小高に定住したときから転校とは無縁と思っていたが、まさか子供たちも震災前には転校する羽目になるとは思ってもいなかったはずで気の毒だった。
4月19日(火曜日)
翌日の初出勤に備えてこの日は原町の両親宅に泊まることにして南相馬に移動した。
両親とお互いの避難経緯や南相馬市内の状況などを話した。
4月20日(水曜日) W病院で勤務を開始
久々の仕事だった。
医療行為そのものに支障はなかったが、紙カルテを使用するのが5年ぶりだったので漢字を結構忘れていることに気付く。

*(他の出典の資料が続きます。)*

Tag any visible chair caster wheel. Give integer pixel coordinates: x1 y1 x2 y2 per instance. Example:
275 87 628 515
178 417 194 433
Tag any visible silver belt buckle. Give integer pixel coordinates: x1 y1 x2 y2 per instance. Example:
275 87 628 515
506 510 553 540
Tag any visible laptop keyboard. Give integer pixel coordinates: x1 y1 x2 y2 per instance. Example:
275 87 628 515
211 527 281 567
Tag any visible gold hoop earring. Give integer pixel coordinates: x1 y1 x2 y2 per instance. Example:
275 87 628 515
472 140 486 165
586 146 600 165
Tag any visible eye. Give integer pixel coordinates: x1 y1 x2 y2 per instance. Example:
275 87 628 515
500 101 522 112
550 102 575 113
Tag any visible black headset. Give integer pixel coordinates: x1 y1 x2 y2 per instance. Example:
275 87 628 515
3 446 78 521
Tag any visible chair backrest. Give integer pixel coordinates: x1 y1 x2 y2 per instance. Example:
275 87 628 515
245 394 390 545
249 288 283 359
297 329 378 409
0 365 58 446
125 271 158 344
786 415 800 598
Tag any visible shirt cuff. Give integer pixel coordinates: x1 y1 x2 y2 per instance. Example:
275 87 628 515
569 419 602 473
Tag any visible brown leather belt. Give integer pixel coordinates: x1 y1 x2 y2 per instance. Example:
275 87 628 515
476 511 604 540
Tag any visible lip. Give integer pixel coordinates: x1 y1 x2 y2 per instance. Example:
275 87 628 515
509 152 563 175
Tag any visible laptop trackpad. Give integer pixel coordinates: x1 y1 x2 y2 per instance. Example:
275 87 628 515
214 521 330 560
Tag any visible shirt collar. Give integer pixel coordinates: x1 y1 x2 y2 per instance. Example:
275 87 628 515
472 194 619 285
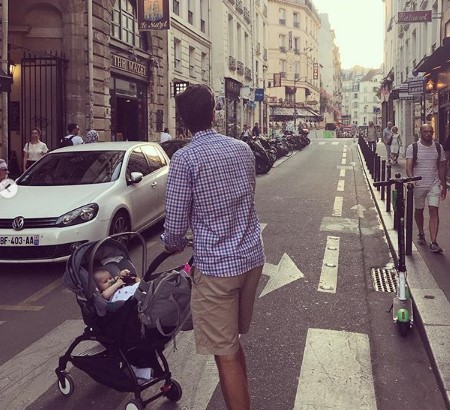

予定の午後3時に診療が終わり帰路途中に南相馬市役所に行き被災証明書を交付してもらう。
通勤時間は往復で少なく見積もっても4時間は要するので相当疲れる。
隔日の勤務にしてよかったと思った。
仙台に戻る途中の国道6号線で、マスクを付けた子供たちを乗せた大型バスと次々とすれ違う。
南相馬の避難区域から対象外の地域での就学を強いられている子供達を送迎している下校途中のバスだった。
フロントガラスに貼り付けられた表示をすれ違いざまに注意深く観察すると原町第一小学校、原町第一中学校、原町高校といった私の母校の表札もみられとても切ない気持ちになった。
以上、震災からおよそ1か月の経緯ですが、いろいろなことがありすぎて今から思うととても長く感じます。
避難生活というのは何をする訳でなくとも相当疲れました。
引っ越しとは異なり衣類や日用品をはじめ、電化製品や家具を一から揃えるのは相当の労力を要することを実感しました。
子供たちの学校や幼稚園の編入手続きや職員の休業手当手続きも精神的にかなり疲労しました。
今後どうするかは原発事故の行方次第ですが、私個人は南相馬市小高区で生活を再開することは大変困難と思っています。
行政は、除染という行為をして帰す方針でいるようですが、原発事故が完全に落ち着かない状態で公共施設をはじめ、山林・河川・農地やそして住宅すべての放射線量を恒久的に低濃度に維持するのは物理的、経済的に不可能ではないでしょうか。
それでうまくいくのなら、すべてのエネルギー源、例えば自動車の動力も原子力で賄えることでしょう。
自宅に帰れるなら帰りたいですが、被曝を気にして不安を抱いたままの不健全な生活を強いられるならば、新たな人生設計を立て直したいというのが私の現時点での気持ちです。